Por Eugénio Lisboa
Aquele que deseja a rosa
deve respeitar o seu espinho.
André Gide
A admiração é algo de nobre, mas esconde compartimentos sombrios.
Num deles, habitam, encafuados, a inveja e o ciúme, que precedem a frustração e o rancor.
A admiração pode ser ou parecer que é motor de arranque para uma emulação construtiva. É, por exemplo, o caso do grito dado muito cedo por Victor Hugo: “Quero ser Chateaubriand ou nada!” Isso levou-o aos píncaros de ser Victor Hugo, o maior poeta da língua francesa.
Mas o querer ser alguém que se admira pode implicar uma alquimia produtora de vinagre ou mesmo de veneno. Admirar está cheio de armadilhas. A pior é a do amor supostamente não correspondido. O “Quero ser Chateaubriand ou nada” descamba, não raro, no ódio vesgo a Chateaubriand. Não foi o caso de Hugo, ou o de Barrès ou o de Montherlant, que terão tido esse sonho: porque, tinham eles próprios, génio de sobra.
Mas foi, no século passado, nos anos trinta, quarenta, cinquenta, o caso do “Eu quero ser Régio”, anseio de tantos jovens que, depois, não se cansaram de denegri-lo, de persegui-lo, de odiá-lo… de invejá-lo, tanto mais e tanto mais zangadamente, quanto mais ele se mostrava insubornável e admiravelmente independente. Que os novos acrescentadores de poesia ou de ficção se crispassem e o farpeassem – merece uma certa compreensão e atenuante: os que lavram o mesmo território, tendem a não se verem com particular carinho uns aos outros.
Wilde, com a finíssima perspicácia que o caracterizava, observou que os deuses, ao correrem nas suas carroças, fazem tanta poeira para os lados, que se não conseguem ver uns aos outros. Claudel não via Gide, Gide não via Proust, Tolstoi não via Shakespeare e o sereno, ponderado e objectivo Martin du Gard não via Balzac (este, felizmente, viu Stendhal).
Mas isto diz respeito aos que metem a mão na massa, isto é, aos criadores de arte.
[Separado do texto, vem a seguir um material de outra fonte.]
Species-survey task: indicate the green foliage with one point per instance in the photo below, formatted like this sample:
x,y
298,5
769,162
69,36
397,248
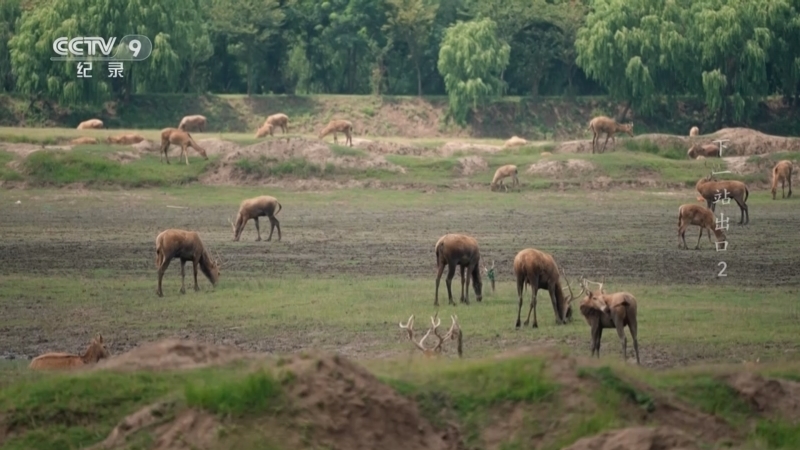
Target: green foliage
x,y
471,60
257,392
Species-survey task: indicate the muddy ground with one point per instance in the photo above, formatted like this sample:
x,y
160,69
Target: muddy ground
x,y
631,240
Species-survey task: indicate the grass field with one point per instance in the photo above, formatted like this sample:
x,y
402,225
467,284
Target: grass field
x,y
352,263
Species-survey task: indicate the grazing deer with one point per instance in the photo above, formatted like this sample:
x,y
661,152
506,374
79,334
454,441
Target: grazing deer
x,y
94,353
610,127
453,333
458,250
186,246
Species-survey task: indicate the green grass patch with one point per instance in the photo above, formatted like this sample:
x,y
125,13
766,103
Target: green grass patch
x,y
257,392
91,165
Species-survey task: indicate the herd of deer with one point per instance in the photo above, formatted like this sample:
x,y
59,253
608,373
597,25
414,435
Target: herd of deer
x,y
532,267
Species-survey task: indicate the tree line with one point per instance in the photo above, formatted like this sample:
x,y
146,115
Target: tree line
x,y
728,54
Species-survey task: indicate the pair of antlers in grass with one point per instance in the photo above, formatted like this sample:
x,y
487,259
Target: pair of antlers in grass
x,y
435,322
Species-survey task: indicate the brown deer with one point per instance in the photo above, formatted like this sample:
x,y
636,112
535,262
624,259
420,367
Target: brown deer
x,y
453,333
174,136
253,208
94,353
782,172
91,124
713,190
540,271
278,120
341,126
616,310
458,250
691,214
509,170
196,122
610,127
186,246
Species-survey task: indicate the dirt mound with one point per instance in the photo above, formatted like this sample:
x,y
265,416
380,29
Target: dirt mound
x,y
347,407
638,438
471,164
171,354
450,148
774,397
569,167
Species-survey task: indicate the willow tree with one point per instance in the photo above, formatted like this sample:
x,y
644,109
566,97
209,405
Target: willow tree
x,y
471,59
734,39
175,30
639,50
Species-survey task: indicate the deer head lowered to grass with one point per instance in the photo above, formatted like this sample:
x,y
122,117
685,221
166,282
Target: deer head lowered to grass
x,y
453,333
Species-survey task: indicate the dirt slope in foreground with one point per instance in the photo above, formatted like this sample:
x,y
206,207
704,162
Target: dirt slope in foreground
x,y
335,403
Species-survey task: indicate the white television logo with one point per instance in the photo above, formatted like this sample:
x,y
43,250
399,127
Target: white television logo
x,y
133,47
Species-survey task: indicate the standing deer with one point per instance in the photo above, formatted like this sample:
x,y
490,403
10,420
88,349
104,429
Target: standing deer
x,y
616,310
458,250
453,333
610,127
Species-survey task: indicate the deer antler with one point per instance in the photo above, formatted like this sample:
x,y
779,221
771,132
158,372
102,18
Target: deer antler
x,y
409,327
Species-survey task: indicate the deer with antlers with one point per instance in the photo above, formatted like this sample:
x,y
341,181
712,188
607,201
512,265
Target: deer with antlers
x,y
453,333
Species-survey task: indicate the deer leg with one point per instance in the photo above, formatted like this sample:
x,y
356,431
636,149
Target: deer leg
x,y
258,230
520,287
438,279
183,276
451,272
271,227
194,268
624,340
534,288
161,271
461,269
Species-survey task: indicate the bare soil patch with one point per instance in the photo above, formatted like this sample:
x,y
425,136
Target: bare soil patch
x,y
638,438
773,397
570,167
471,164
742,141
171,354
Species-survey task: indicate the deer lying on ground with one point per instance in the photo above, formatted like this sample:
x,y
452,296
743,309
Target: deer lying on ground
x,y
490,273
186,246
691,214
125,139
91,124
458,250
616,310
782,172
540,271
278,120
196,122
253,208
174,136
502,172
94,353
340,126
610,127
713,190
453,333
265,129
83,141
705,150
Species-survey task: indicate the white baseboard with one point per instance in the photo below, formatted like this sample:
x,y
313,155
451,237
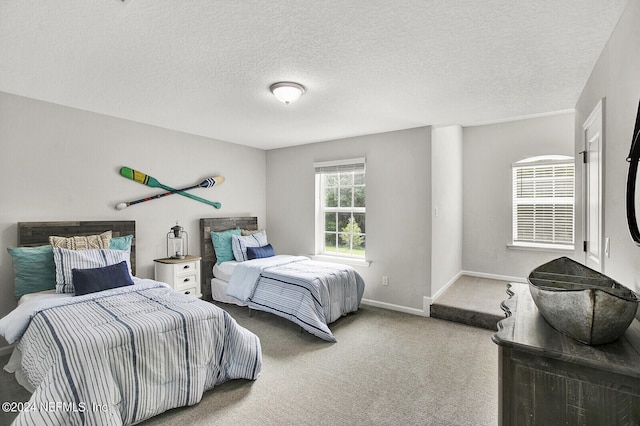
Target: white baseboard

Mas que, por essa mesma altura, críticos, ensaístas encartados, professores, gente a quem compete outra objectividade, outra capacidade de perspectiva, gente que devia ver-se como verdadeiros guardiães do património, que gente desta sacudisse para o caixote do lixo uma grande e invulgar figura como o autor de MAS DEUS É GRANDE, de O PRÍNCIPE COM ORELHAS DE BURRO, de A CHAGA DO LADO, de JACOB E O ANJO, de HISTÓRIAS DE MULHERES, de A VELHA CASA, de EM TORNO DA EXPRESSÃO ARTÍSTICA, de ENSAIOS DE INTERPRETAÇÃO CRÍTICA, que um autor de uma obra vasta e de invulgar quilate fosse assim levianamente descartado, como imprestável, pergunto: que país é este? Que clercs são estes? Somos assim tão ricos que possamos dar-nos ao luxo de desprezar pepitas destas?
Dizia Malraux que “uma das mais altas qualidades de um homem que não é um animal é ser capaz de admirar”.
Infelizmente, entre nós, a capacidade de admirar merece sério escrutínio: quem se admira, como se admira, por que se admira e por que se deixa de admirar, para passar a desprezar e atacar. Observava um não muito conhecido escritor francês que “há no homem, quase sempre, duas vozes que falam simultaneamente: a admiração e a inveja”. À mínima suspeita de amor mal correspondido, a primeira torna-se na segunda, com particular rancor incluído…
Vi isso acontecer, em muitos casos, com o grande escritor de Vila do Conde e de Portalegre. Jovens escritores, ambiciosos e gulosos de glória, cedo concluíam que o sóbrio e muito ocupado escritor, professor, jornalista, colecionador de antiguidades e cuidadoso e muito requisitado epistológrafo, além de assíduo frequentador de salas de cinema, não tinha disponível, para eles e para a promoção deles, todo o tempo e energia a que se julgavam com direito: receita infalível para o amor se transformar em azedume de má catadura.
Vi, quando, na casa do escritor, em Vila do Conde, passei a pente fino as cartas que religiosamente guardara, a adulação ali manuscrita pela mão de jovens e empertigados autores que, depois, se passaram, com armas e bagagens, para o outro lado: o da denegrição.
A admiração que visa ser escada de acesso a uma promoção do admirador não traz felicidade. Os poetas, às vezes, dizem-no melhor e de maneira mais curta: “O segredo da felicidade reside em admirar sem desejar” (Carl Sandburg, poeta americano).